Key Experimental Results¶

Main Results¶

Dataset	HiRef Cost	Sinkhorn Cost	Remarks
Half-Moon (1K)	Optimal/Near-optimal	Close	Comparable, but HiRef outputs exactly 1024 non-zero entries
Half-Moon (1M)	14.2	Cannot Run	HiRef scales to \(2^{20}\) data size
MOSTA E12-13.5 (51K)	14.35	-	Sinkhorn out of memory (OOM)
MOSTA E15-16.5 (121K)	12.79	-	Only HiRef and low-rank/mini-batch are executable

Ablation Study¶

Method Comparison	Cost Quality	Scalability	Notes
HiRef vs Sinkhorn	Comparable or better	HiRef >>	HiRef scales up to millions, Sinkhorn limited to ~16K
HiRef vs LOT/FRLC (r=40)	HiRef better	Comparable	Refinement step reduces the coarse cost of low-rank OT
HiRef vs Mini-batch	HiRef better	Comparable	HiRef is unbiased, mini-batch has systematic bias
HiRef vs MOP	HiRef much better	Comparable	MOP cost is 2x higher on Checkerboard

Key Findings¶

HiRef outputs a strictly bijective map (exactly \(n\) non-zero entries in the coupling matrix), whereas Sinkhorn/ProgOT outputs 620k–680k non-zero entries—occupying most of the dense matrix space.
On single-cell transcriptomic data, HiRef achieves lower transport costs across all time points compared to other methods, including FRLC which serves as its subprocess.
Execution time scales linearly, whereas Sinkhorn scales quadratically; successfully scaled to >1M points.

Highlights & Insights¶

Elegant Fusion of Theory and Algorithm: The co-clustering invariant in Proposition 3.1 translates the algebraic structure of low-rank OT into recursively exploitable divide-and-conquer guarantees, making the design highly elegant.
Rank-Entropy Duality Insight: The equivalence of low-rank \(\leftrightarrow\) high regularization makes hierarchical refinement conceptually equivalent to \(\epsilon\)-annealing, but more structured and memory-efficient in execution.
In practical large-scale applications like transcriptomics, HiRef achieves full-rank alignment for >100k points for the first time, bridging the gap between low-rank approximation and exact solving.

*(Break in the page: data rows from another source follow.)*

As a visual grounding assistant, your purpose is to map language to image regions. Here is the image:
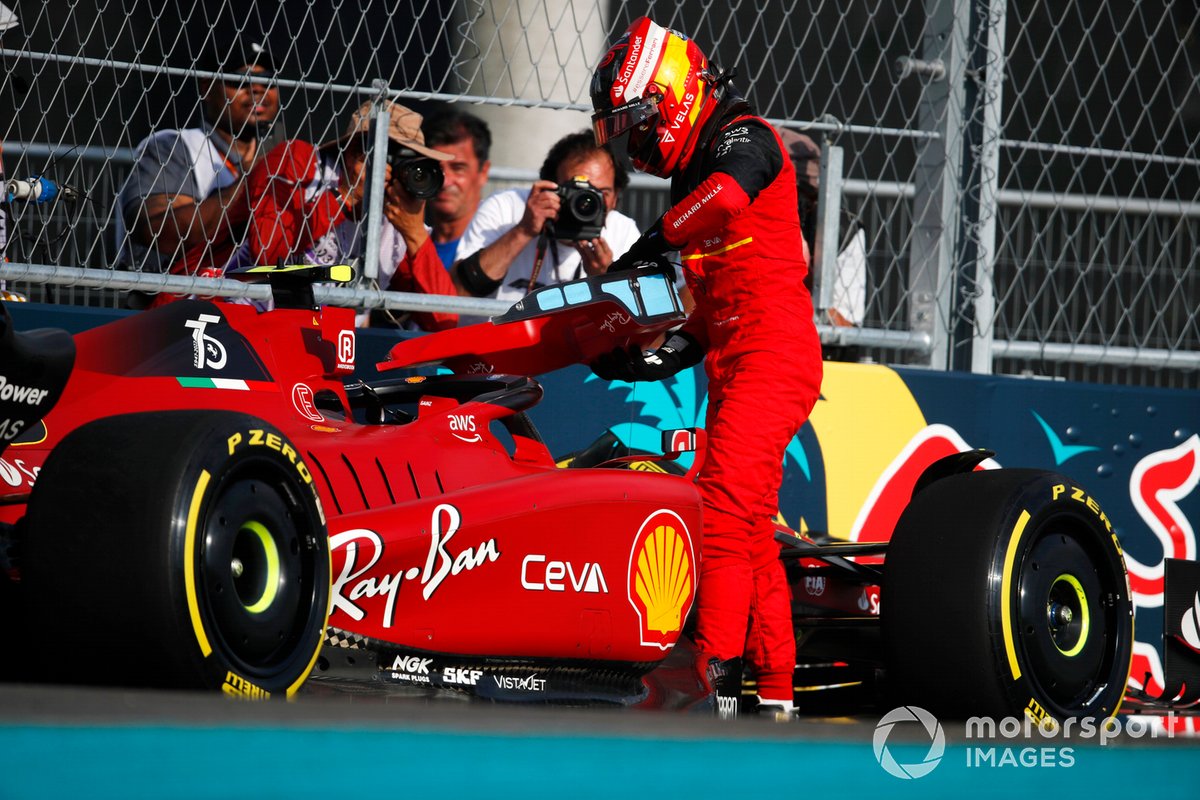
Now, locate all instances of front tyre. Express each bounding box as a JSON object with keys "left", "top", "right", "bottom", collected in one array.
[
  {"left": 23, "top": 411, "right": 329, "bottom": 697},
  {"left": 881, "top": 469, "right": 1133, "bottom": 722}
]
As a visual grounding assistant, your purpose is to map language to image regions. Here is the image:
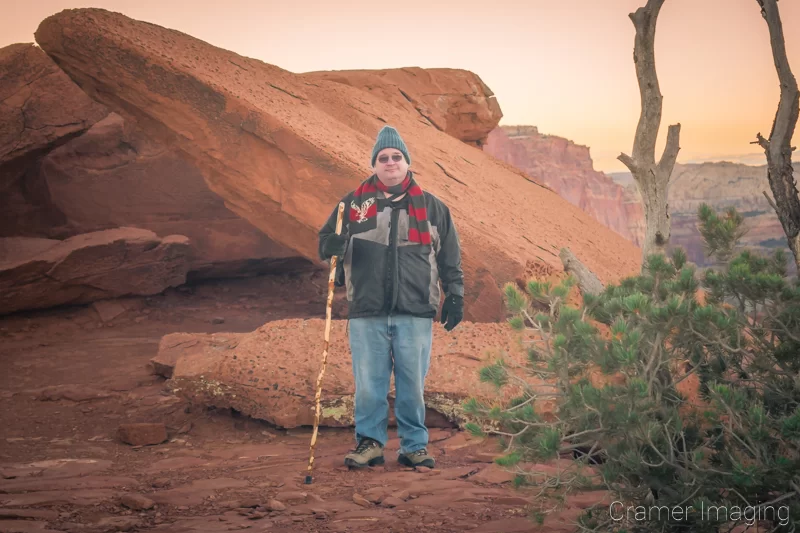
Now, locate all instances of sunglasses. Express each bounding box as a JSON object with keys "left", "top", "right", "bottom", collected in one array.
[{"left": 378, "top": 154, "right": 403, "bottom": 165}]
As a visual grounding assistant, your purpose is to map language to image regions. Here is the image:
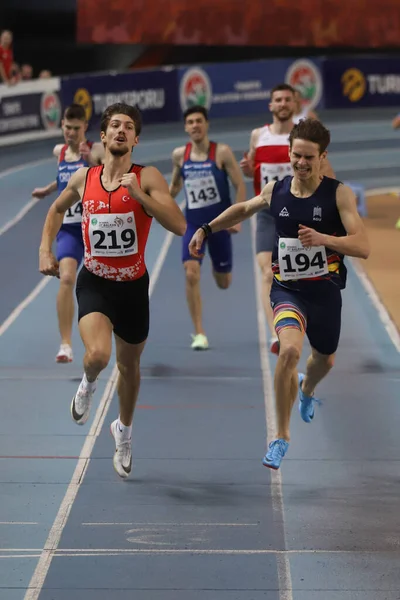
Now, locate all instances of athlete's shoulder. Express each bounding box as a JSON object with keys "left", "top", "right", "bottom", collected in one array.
[
  {"left": 336, "top": 178, "right": 355, "bottom": 202},
  {"left": 250, "top": 125, "right": 266, "bottom": 142},
  {"left": 172, "top": 146, "right": 186, "bottom": 164},
  {"left": 53, "top": 144, "right": 65, "bottom": 158},
  {"left": 91, "top": 142, "right": 105, "bottom": 161}
]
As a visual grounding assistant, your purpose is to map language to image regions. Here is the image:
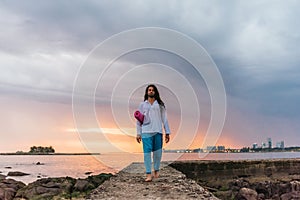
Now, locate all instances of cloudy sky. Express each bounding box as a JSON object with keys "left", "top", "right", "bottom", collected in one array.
[{"left": 0, "top": 0, "right": 300, "bottom": 152}]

Limitations & Future Work¶

Theoretical guarantees rely on the "strict \(r\)-Monge separability" assumption, which empirical data may not satisfy; the algorithm remains effective in practice but lacks a general proof.
When the cost matrix cannot undergo low-rank factorization (\(d = O(n)\)), complexity degenerates to \(O(n^2)\).
The uniform rank constraint \(g = 1_r/r\) forces uniform split at each layer, which may perform poorly on highly imbalanced data distributions.
Currently processes only equal-sized datasets (\(|X| = |Y|\)); extensions to non-bijective scenarios are required.

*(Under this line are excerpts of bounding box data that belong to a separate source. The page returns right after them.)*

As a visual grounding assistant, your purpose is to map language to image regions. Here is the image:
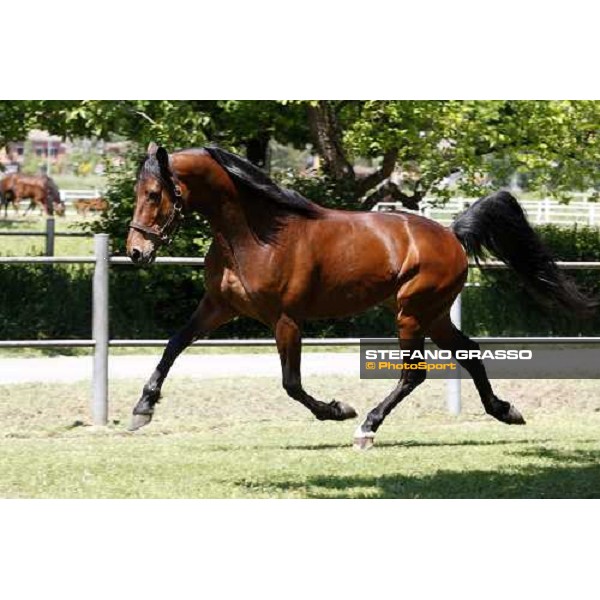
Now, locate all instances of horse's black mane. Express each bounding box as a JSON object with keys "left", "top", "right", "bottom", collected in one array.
[{"left": 203, "top": 146, "right": 321, "bottom": 218}]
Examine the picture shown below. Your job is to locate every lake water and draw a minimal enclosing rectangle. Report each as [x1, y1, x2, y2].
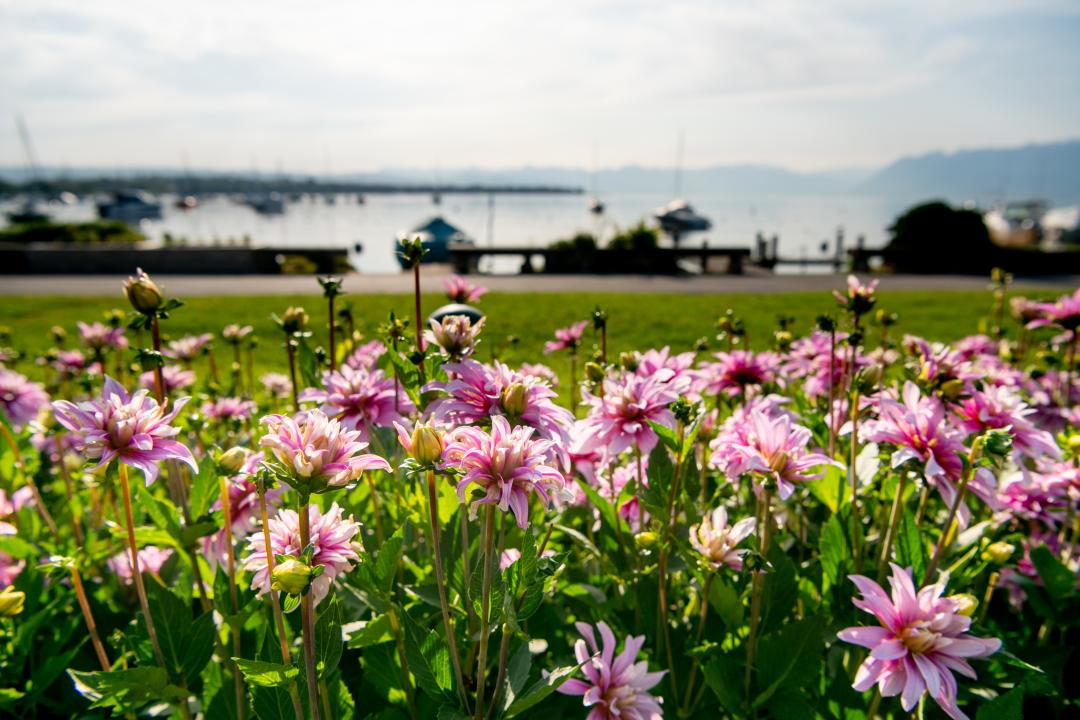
[2, 192, 908, 273]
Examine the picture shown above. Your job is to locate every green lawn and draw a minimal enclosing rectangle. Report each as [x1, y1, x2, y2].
[0, 288, 1028, 386]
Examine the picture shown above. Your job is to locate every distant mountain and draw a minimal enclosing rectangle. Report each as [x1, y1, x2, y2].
[858, 140, 1080, 206]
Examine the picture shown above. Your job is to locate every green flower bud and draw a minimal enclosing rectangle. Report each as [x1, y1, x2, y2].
[124, 268, 165, 315]
[217, 447, 247, 473]
[499, 382, 528, 418]
[0, 586, 26, 617]
[410, 423, 443, 465]
[983, 541, 1016, 565]
[270, 558, 311, 595]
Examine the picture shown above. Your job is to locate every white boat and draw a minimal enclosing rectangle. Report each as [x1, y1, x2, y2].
[97, 191, 161, 222]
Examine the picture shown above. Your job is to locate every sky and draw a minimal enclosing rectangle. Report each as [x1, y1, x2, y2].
[0, 0, 1080, 174]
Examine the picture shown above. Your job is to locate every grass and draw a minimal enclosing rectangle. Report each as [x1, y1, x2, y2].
[0, 287, 1023, 388]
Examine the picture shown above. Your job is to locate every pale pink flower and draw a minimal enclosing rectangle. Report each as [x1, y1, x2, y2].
[693, 350, 779, 398]
[517, 363, 558, 388]
[0, 368, 49, 431]
[690, 505, 754, 572]
[345, 340, 387, 370]
[578, 370, 678, 462]
[105, 545, 173, 585]
[423, 315, 484, 359]
[259, 372, 293, 397]
[300, 365, 415, 443]
[138, 365, 195, 395]
[543, 320, 589, 355]
[837, 565, 1001, 720]
[443, 416, 565, 528]
[558, 622, 666, 720]
[161, 332, 214, 363]
[443, 275, 487, 303]
[954, 386, 1062, 459]
[78, 322, 127, 352]
[202, 397, 256, 422]
[714, 409, 842, 500]
[259, 410, 391, 492]
[244, 503, 360, 604]
[53, 376, 199, 485]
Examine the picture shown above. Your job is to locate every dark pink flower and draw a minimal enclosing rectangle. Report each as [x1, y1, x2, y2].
[53, 377, 199, 485]
[543, 320, 589, 355]
[0, 368, 49, 431]
[558, 622, 666, 720]
[443, 416, 565, 528]
[300, 365, 415, 443]
[837, 565, 1001, 720]
[244, 503, 360, 604]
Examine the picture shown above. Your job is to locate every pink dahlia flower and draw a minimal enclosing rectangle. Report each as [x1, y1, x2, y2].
[714, 409, 842, 500]
[543, 320, 589, 355]
[300, 365, 415, 443]
[443, 416, 565, 528]
[693, 350, 779, 397]
[105, 545, 173, 585]
[78, 323, 127, 351]
[244, 503, 360, 604]
[578, 370, 678, 462]
[690, 505, 754, 572]
[423, 315, 484, 359]
[53, 376, 199, 485]
[138, 365, 195, 395]
[0, 368, 49, 431]
[558, 622, 666, 720]
[837, 565, 1001, 720]
[259, 410, 390, 492]
[443, 275, 487, 303]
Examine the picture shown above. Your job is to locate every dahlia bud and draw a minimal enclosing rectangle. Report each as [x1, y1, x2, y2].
[634, 531, 658, 549]
[217, 447, 247, 473]
[0, 586, 26, 617]
[499, 382, 528, 418]
[124, 268, 165, 315]
[410, 423, 443, 465]
[281, 308, 308, 335]
[270, 558, 311, 595]
[983, 541, 1016, 565]
[951, 593, 978, 617]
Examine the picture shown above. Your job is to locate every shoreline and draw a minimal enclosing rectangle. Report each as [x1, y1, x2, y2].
[0, 268, 1080, 297]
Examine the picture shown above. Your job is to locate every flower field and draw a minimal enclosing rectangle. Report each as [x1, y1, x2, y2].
[0, 266, 1080, 720]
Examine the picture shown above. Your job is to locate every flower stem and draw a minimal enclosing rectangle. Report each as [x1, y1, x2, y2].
[218, 474, 246, 720]
[878, 474, 907, 580]
[473, 505, 497, 720]
[428, 470, 469, 710]
[922, 438, 983, 585]
[70, 562, 112, 673]
[299, 495, 320, 720]
[743, 489, 772, 709]
[255, 478, 303, 718]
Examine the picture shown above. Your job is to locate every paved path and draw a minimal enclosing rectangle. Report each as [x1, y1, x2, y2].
[0, 269, 1080, 297]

vs Sinkhorn: Sinkhorn is the \(O(n^2)\) gold standard but unscalable; HiRef achieves comparable or better transport costs in log-linear time.
vs Low-Rank OT (Scetbon et al.): Low-rank OT serves as a subprogram for HiRef; HiRef transcends the limited resolution of low-rank approximations via hierarchical refinement.
vs Gerber & Maggioni (2017): Both are multi-scale OT methods, but MOP requires predefined multi-scale partitions and relies on ambient space grids; HiRef constructs partitions automatically and is fully data-driven.

Rating¶

Novelty: ⭐⭐⭐⭐⭐ The theoretical discovery of the co-clustering invariant provides brilliant structural insight, perfectly bridging low-rank and full-rank OT.
Experimental Thoroughness: ⭐⭐⭐⭐ Covering synthetic and transcriptomic data ranging from small to million-scale, with comprehensive comparisons against various baselines.
Writing Quality: ⭐⭐⭐⭐ Clear theoretical derivations and highly illustrative figures/tables.
Value: ⭐⭐⭐⭐⭐ Scales full-rank OT to the million-scale for the first time, bearing significant practical relevance for fields like computational biology.